Hacker News new | ask | show | jobs
by crazygringo 1134 days ago
Wow, that's the most useful ChatGPT summary I've ever come across.

I've never found it particularly useful for most articles which are easy enough to read/skim (the first and last 2 paragraphs will usually tell you what you need), but long complicated legal documents are a whole other matter. This is great.

2 comments

Works really well for legislation, too. GPT4 can pick up on deltas between bills using markup like <strike> if kept in the document, summarizing changes to the bill as it moves through the legislative process.

The only challenge is chunking the larger bills and synthesizing the larger summary without losing out on possible nuances. Something like California's SB423, for example, is over twice the 8K token limit and that's not even a large bill.

Unfortunately, things like the US Code or Code of Federal Regulations are in the range of 100s of millions of tokens.

Assuming it’s accurate.
ChatGPT picks up 80% of the meaning and rewrites it in beautiful prose. Or maybe another language, in the style of Shakespeare.

On the other hand, if you're in a field where there's an adversarial use of text and the uncomprehended 20% might be used to nullify, contradict or make loopholes in the main body, then relying on ChatGPT is similar to using Tesla Full Self-Driving in a construction zone, near firetrucks, during a snowstorm.

Has ChatGPT been caught hallucinating on summarization tasks?

My impression was that hallucination happened when it simply didn't have facts in the first place, had conflicting facts, etc.

I thought summarization was generally fairly reliable, but I'd be happy to know if this is not the case.
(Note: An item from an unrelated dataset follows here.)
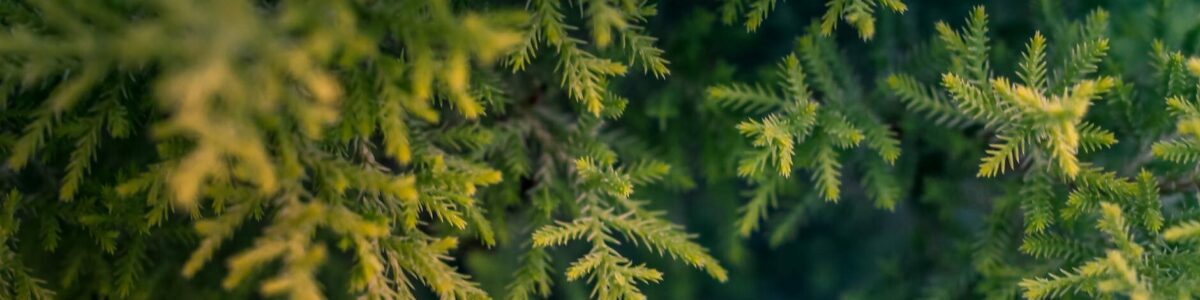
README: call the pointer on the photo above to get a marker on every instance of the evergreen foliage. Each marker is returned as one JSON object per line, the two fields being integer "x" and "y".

Every summmarization is a choice of salience: what to include and what to leave ou, and how to express something in a different way.

The failure foolishly and misleadingly called “hallucination” is only one manifestation of an attribution error. If your summarizer leaves out something very important because it doesn’t understand it the result will be quite misleading.

For your average web text which these days is 90% filler and not important anyway, this is no big deal. This particular lawsuit appears the same. But for anything important, I wouldn’t trust it.

In my experience it’s generally accurate when summarizing content provided in the prompt context. Where it can run into trouble is “recalling” (if you can call it that) content that it was trained on.
Its accurate. (I read the whole filing.)